How Categorizing My Art Held Me Back

Breaking ocean wave in Paia. Maui, Hawaii. Photograph by Melanie Biehle, November 2022.

Beautiful Paia in Maui. Photograph by Melanie Biehle, November 2022

Sometimes the message is subtle. In other times, our intuition knocks us down with knowledge like a rogue wave. My epiphany was closer to the latter.

 

If you’ve looked around my website lately you may have noticed that the neat and tidy way I categorized and described my art has disappeared. The Sea, The City, The Land, Energy + The Mind…those categories are no more.

The art is still there. The sentiment and energy behind the work hasn’t changed. But I received a very strong message that I was actually holding myself back by using those seemingly efficient categories. And that message didn’t come from a gallery, an art advisor, another artist, or a collector. That message was directed to me from me — a pang of deep knowing that shot through my body.

The first inkling of this transmission came through when I was working on Exuberance.

 

At some point while I was (I thought) deep into my process, I said to myself, “What category will this painting go into?” And then I woke up.

The first painting I completed post-categories — Last Splash, January 2023. 

I realized what my brain had done. It tried to stifle my creativity by asking me to put my work into a box before it was even completed.

 

I’d like to say that I’m so enlightened that I figured everything out on the spot, immediately dropped my categories, and continued on my way with fresh insight, purpose, and direction. But I didn’t. I was more like, “Hmm…yes…what category,” and felt a bit troubled by the whole self-created conundrum for at least another month.

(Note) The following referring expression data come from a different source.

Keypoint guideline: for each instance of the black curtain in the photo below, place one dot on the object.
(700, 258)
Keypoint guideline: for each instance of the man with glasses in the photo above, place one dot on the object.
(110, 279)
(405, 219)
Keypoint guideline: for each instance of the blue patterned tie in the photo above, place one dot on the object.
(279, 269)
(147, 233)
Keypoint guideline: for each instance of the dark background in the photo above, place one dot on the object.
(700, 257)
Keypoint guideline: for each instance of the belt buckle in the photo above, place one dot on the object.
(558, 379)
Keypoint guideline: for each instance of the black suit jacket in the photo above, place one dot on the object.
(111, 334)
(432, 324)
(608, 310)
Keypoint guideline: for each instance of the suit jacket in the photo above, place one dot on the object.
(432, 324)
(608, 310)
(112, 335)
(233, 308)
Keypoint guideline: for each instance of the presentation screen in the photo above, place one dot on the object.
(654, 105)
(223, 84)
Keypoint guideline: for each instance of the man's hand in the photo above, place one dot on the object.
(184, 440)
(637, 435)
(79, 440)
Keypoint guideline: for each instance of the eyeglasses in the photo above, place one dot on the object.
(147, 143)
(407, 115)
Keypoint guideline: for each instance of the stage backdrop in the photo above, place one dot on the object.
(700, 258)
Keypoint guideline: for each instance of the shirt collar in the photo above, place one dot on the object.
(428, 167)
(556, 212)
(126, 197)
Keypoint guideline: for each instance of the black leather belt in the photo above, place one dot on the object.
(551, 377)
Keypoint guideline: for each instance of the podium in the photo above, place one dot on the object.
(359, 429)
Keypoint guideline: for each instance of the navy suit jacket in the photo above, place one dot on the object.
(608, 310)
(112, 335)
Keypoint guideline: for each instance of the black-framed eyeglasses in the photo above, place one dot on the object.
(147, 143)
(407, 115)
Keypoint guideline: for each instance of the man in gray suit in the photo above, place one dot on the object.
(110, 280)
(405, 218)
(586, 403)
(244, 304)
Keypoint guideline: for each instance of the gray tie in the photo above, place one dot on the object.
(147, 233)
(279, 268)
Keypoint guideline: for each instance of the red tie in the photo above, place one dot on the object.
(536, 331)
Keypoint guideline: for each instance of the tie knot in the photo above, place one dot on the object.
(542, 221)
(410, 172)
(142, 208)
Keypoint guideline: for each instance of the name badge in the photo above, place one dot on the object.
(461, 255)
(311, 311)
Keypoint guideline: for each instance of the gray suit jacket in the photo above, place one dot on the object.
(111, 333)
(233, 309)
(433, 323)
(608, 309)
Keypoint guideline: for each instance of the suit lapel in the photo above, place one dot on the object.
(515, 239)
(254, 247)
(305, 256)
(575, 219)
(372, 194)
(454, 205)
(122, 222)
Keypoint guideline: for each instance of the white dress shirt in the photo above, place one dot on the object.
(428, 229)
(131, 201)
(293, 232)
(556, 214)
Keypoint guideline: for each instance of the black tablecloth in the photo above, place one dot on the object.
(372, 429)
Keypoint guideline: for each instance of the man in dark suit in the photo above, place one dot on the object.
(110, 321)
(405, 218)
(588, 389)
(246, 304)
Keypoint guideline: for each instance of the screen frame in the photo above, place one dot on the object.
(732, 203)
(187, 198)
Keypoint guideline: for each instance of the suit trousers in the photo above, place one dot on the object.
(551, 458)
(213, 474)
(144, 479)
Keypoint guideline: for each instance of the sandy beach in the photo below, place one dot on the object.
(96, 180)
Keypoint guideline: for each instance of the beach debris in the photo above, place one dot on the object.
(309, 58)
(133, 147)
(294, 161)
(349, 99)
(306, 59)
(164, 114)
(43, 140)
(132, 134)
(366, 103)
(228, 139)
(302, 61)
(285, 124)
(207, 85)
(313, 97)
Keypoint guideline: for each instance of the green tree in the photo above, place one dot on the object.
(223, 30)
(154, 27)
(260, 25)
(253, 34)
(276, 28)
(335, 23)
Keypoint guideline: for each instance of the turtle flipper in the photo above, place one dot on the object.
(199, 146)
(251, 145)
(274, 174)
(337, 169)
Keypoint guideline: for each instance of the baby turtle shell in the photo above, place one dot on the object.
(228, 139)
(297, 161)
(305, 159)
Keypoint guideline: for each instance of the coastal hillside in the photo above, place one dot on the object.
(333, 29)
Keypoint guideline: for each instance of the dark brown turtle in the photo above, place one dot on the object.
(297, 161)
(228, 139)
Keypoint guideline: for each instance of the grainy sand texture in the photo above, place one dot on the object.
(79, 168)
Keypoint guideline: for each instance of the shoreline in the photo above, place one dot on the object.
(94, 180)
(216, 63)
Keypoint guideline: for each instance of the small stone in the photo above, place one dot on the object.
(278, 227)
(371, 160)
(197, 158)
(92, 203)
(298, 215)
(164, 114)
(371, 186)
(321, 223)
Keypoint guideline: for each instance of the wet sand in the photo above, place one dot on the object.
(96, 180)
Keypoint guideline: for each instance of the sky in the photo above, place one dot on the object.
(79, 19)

But luckily, I went to Hawaii in November. I had some time to relax and notice what it felt like to live in the present (beautiful) moment and focus on one thing at a time. I liked how my brain felt during that trip — duh, it’s freaking HAWAII — and although I can’t currently live my days immersed in warm ocean water literally swimming next to sea turtles, I can bring back some of the feelings I had around presence and focus.

Sometime after I got home I added daily journaling to my creative process to assist me with clarity and focus. And it was during one of these daily deep dives that the experience I had while painting Exuberance came back to me.

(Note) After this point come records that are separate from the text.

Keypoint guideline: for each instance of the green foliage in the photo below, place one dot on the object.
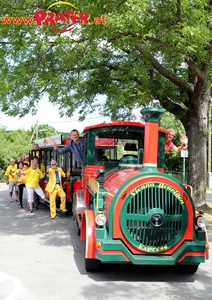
(173, 160)
(112, 59)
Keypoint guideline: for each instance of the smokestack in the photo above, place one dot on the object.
(152, 118)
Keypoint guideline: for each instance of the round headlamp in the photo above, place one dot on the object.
(100, 219)
(201, 222)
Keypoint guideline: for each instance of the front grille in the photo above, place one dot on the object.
(154, 218)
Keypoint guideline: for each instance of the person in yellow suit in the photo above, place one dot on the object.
(11, 178)
(34, 175)
(54, 188)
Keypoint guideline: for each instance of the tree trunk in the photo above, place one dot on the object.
(196, 125)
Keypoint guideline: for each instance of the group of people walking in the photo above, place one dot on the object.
(20, 175)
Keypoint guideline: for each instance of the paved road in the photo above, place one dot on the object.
(42, 259)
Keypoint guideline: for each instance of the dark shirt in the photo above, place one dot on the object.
(77, 150)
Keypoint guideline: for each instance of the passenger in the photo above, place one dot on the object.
(26, 159)
(169, 145)
(11, 178)
(76, 146)
(34, 175)
(36, 197)
(21, 180)
(54, 188)
(100, 155)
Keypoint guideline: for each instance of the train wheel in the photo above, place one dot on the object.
(188, 269)
(92, 265)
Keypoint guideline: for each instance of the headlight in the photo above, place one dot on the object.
(100, 219)
(201, 222)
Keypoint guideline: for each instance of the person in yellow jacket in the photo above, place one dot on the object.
(11, 178)
(34, 175)
(54, 188)
(21, 180)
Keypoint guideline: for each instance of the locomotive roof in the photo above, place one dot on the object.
(118, 123)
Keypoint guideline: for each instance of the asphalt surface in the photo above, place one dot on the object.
(43, 259)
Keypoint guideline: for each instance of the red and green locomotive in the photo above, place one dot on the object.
(126, 208)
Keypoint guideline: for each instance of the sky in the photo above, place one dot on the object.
(49, 114)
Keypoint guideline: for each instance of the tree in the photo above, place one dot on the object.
(147, 50)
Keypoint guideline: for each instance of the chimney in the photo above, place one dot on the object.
(152, 118)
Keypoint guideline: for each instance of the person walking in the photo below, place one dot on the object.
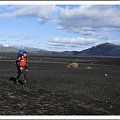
(22, 66)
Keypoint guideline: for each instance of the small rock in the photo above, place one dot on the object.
(105, 75)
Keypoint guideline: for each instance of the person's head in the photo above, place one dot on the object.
(25, 54)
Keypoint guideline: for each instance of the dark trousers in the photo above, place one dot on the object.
(22, 74)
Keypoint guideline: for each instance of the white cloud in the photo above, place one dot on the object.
(77, 43)
(89, 19)
(42, 12)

Here are some excerpts from my journal over the past month that led me to dropping the categories:

I don’t think I’ll create a specific collection for the show. Maybe I’ll just paint and form a collection when the time comes. I can pull from past or current work and build from there. Yeah. I like that. Always paint whatever I FEEL, whatever speaks to me, and any show can be a curated subset of what I make.

I’m almost feeling myself giving way from my city, sea, land categories. Melding into ME, the artist. The energy of my experiences. I mean, that’s what it all is for me. I don’t need the land/sea, especially when they’re both there in the work. It’s always been about the energy.

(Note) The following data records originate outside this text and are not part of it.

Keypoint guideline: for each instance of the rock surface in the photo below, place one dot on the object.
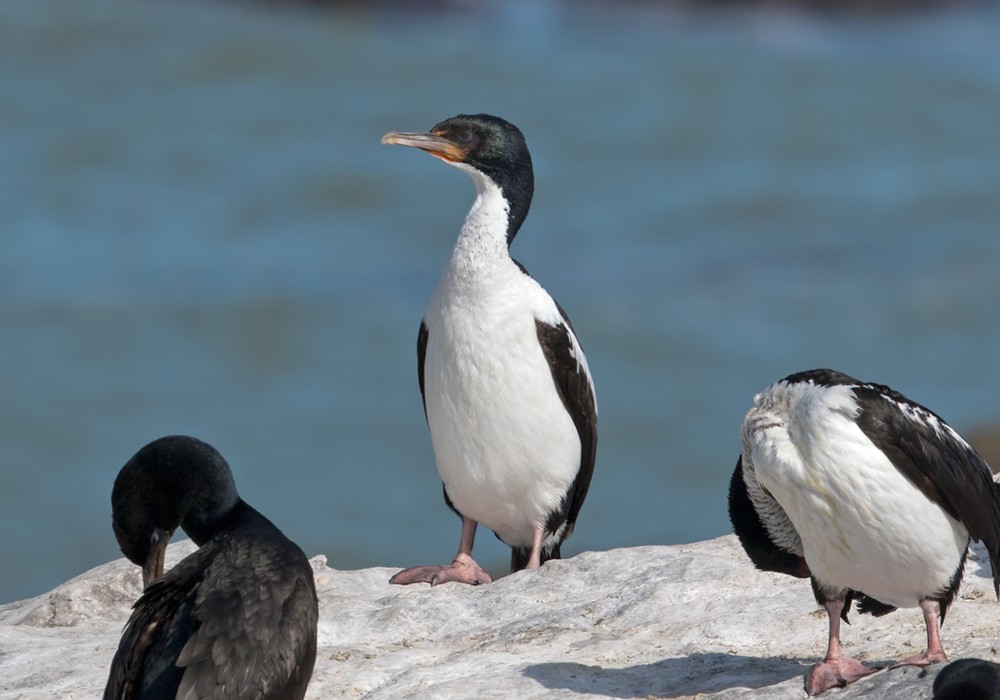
(684, 621)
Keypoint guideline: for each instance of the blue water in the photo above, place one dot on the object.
(200, 233)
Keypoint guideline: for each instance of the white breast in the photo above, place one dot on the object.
(863, 525)
(506, 449)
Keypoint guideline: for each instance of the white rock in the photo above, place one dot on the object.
(648, 622)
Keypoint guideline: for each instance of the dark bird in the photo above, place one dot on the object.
(507, 393)
(235, 619)
(871, 495)
(968, 679)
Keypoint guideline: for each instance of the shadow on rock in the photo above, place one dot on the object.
(689, 675)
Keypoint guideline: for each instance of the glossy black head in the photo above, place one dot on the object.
(488, 144)
(174, 481)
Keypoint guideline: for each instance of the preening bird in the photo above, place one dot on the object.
(869, 494)
(236, 618)
(507, 392)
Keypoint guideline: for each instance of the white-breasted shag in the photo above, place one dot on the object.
(234, 619)
(507, 392)
(871, 495)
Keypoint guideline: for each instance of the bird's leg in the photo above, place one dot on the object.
(935, 652)
(835, 670)
(535, 560)
(463, 570)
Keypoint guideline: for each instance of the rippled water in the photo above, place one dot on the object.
(202, 234)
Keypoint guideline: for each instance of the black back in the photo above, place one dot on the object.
(237, 618)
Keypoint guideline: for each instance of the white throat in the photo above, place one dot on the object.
(482, 244)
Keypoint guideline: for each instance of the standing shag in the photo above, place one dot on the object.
(871, 495)
(507, 393)
(235, 619)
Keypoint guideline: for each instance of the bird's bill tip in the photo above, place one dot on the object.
(437, 146)
(152, 568)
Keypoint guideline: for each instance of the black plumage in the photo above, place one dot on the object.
(869, 494)
(235, 619)
(968, 679)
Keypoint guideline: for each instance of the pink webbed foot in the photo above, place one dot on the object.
(923, 660)
(463, 570)
(836, 673)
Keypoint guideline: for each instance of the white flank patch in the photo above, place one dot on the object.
(863, 525)
(505, 446)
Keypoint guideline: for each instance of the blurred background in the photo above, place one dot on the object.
(200, 233)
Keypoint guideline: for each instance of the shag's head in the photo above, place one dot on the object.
(482, 145)
(176, 480)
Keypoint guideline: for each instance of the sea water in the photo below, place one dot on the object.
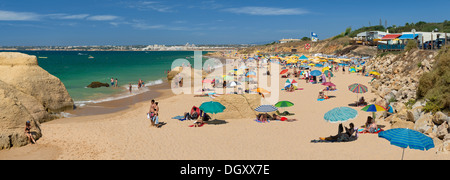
(76, 70)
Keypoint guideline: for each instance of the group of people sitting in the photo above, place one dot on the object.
(197, 115)
(322, 95)
(351, 133)
(264, 117)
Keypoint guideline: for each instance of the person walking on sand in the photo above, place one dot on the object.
(28, 132)
(151, 111)
(156, 115)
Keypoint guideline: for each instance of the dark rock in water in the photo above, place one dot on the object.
(97, 85)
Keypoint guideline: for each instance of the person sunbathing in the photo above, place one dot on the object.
(193, 115)
(321, 95)
(370, 126)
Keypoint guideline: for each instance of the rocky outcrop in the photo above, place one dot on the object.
(434, 125)
(22, 72)
(400, 74)
(398, 84)
(27, 93)
(97, 85)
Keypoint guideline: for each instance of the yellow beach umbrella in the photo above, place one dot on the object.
(261, 90)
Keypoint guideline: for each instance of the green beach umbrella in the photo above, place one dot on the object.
(212, 107)
(284, 104)
(373, 108)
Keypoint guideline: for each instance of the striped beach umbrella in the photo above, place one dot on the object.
(316, 73)
(373, 108)
(284, 104)
(212, 107)
(266, 108)
(404, 138)
(340, 114)
(357, 88)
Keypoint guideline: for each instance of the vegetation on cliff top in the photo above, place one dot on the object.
(435, 85)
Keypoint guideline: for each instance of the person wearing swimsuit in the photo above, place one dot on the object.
(28, 132)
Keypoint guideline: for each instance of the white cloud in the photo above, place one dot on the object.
(102, 18)
(144, 26)
(76, 16)
(18, 16)
(152, 5)
(266, 11)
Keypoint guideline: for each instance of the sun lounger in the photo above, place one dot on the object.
(376, 132)
(285, 113)
(258, 121)
(198, 125)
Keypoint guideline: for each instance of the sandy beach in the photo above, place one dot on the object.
(127, 134)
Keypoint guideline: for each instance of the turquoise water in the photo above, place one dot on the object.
(77, 71)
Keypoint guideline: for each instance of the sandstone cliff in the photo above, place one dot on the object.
(27, 93)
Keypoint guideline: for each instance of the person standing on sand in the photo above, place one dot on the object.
(28, 132)
(155, 118)
(151, 111)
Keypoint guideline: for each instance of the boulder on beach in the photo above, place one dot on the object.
(27, 93)
(97, 84)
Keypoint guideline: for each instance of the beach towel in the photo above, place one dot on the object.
(322, 141)
(258, 121)
(376, 132)
(198, 125)
(181, 118)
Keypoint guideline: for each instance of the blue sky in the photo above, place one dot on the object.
(115, 22)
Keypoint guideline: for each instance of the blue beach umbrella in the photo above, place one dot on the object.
(340, 114)
(404, 138)
(316, 73)
(212, 107)
(266, 108)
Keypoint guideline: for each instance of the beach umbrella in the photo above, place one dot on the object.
(260, 90)
(325, 68)
(340, 114)
(228, 78)
(328, 84)
(212, 107)
(207, 81)
(251, 73)
(373, 108)
(316, 73)
(234, 83)
(404, 138)
(284, 104)
(328, 72)
(357, 88)
(266, 108)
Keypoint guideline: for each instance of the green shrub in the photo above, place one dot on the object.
(435, 85)
(411, 45)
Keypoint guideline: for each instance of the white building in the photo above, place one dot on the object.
(282, 41)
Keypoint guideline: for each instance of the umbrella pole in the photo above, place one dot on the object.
(403, 153)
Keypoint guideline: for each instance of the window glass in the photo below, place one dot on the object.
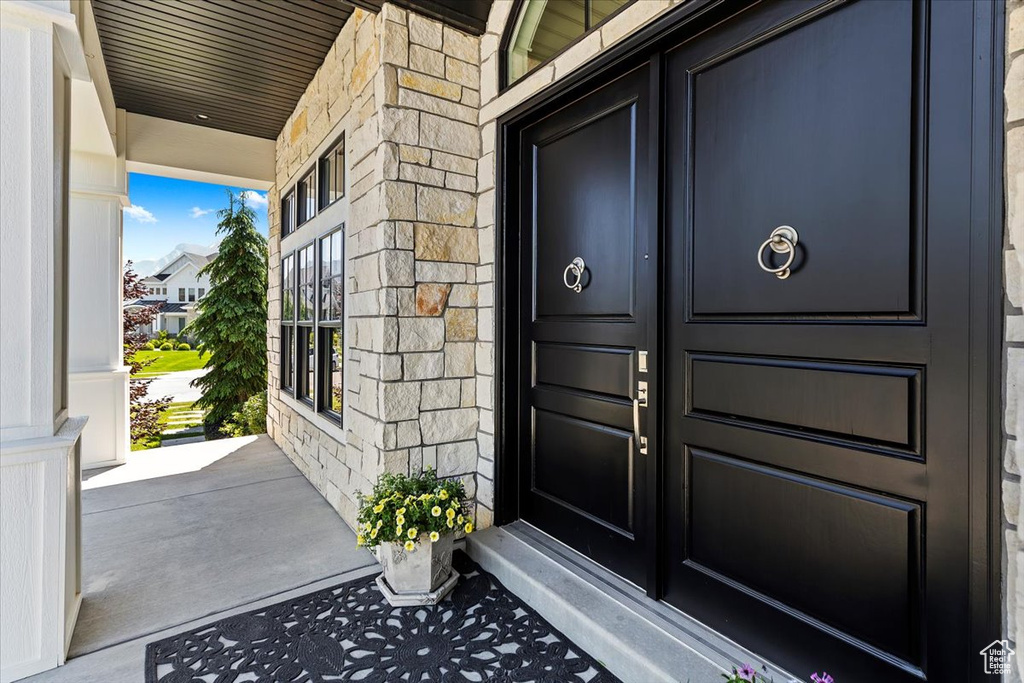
(332, 174)
(287, 357)
(307, 365)
(332, 276)
(288, 289)
(307, 275)
(306, 191)
(332, 364)
(288, 213)
(544, 28)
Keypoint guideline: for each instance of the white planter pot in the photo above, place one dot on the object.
(420, 577)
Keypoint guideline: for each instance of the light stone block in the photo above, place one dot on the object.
(424, 366)
(440, 394)
(421, 334)
(425, 32)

THERE IS ONLY ONE EXPERIENCE THAT I CAN SHARE — MINE.

I feel like I’ve been categorizing my work to make it “easier” to digest. But maybe really I just need to introduce the whole of it and let it go. I’m expanding past categories. Feeling hemmed in by them. Maybe this next group of paintings is when I will make this change. Dissolve all categories. Make it BIGGER than that. Bolder, even.

I am feeling so FREED by this revelation! And I write here because I know that writing here helped lead me to this.

Expanding. Opening up — to myself, to life, to POSSIBILITY, to Spirit, to my art and creativity. That is what I want to nurture.

My paintings are inspired by nature — inner and outer.

Sunflowers in Maui, Hawaii. Photograph by Melanie Biehle, November 2022.

Thanks for reading! If you’re thinking about trying daily journaling, I say go for it. It’s been really useful for me.